November 6th dawns chilly and gray. Lily stretches, yawns, and lazily rolls onto her other side with a mumble of nothing in particular. The window dressings were left open the night before; goosebumps prick her arms, and she burrows down under the burgundy duvet with only a whisper of a shiver.
“Good morning, sunshine.”
“Hrngerfrng.”
“I never get hangovers. You know this.”
Lily’s grumble is lost in a silky pillowcase. Her hair spills in a loose auburn flood to the top of her shoulders before vanishing under cotton and satin thread. The sudden supercharge of magic takes a toll on her—perhaps not as severe as Remus when the seasons change and the moon hangs heavy, but enough to make her head throb and her mouth go dry with the drain of each ritual. A magical hangover, she had complained the first year they moved to Collins Street. That’s what this is. Someone get me hashbrowns, stat.
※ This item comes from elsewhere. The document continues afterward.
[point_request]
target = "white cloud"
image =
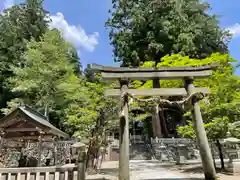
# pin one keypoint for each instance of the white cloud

James flips to a new page and slides a few inches lower under the blanket. It’s a good morning. A quiet morning. Another Halloween, gone without a hitch. Sirius’ raging birthday party, lighting up the neighborhood long past midnight if not for the layers of diversion spells wrapped around the little cottage. The lull is sweet as fresh chai and warms the belly just as deep. Even the newspaper is quiet today, full of lovely, inconsequential things typed up by Eliot Johannes three doors down. The neighbors feel the roar toward Samhain just like the witches do, though they may not know the reason.
November is the exhale after a two-month gasp for air. James is more than happy to spend the morning in bed, enjoying each moment of it.
Harry will be up soon. Seven years old and likely still riding out the sugar rush bestowed upon him by his aunts, who just don’t know how to put candy bowls out of reach—he’s practically unstoppable like this. Like his mother. James loves them both so dearly.
Lily’s hand emerges from the sheets to flail around. “Jamie,” she rasps. “Baby?”
“He’s asleep.”
“Mm. Coffee?”
“Downstairs,” James laughs, squinting at the ‘Best Rated’ section. “Probably with my glasses.”
She’s quiet for a moment, then peeks out with one sleepy, hopeful green eye. “Get some for me?”
“Glasses? Sure.”
“Coffee.”
“You’re a real monster in the mornings, you know that?”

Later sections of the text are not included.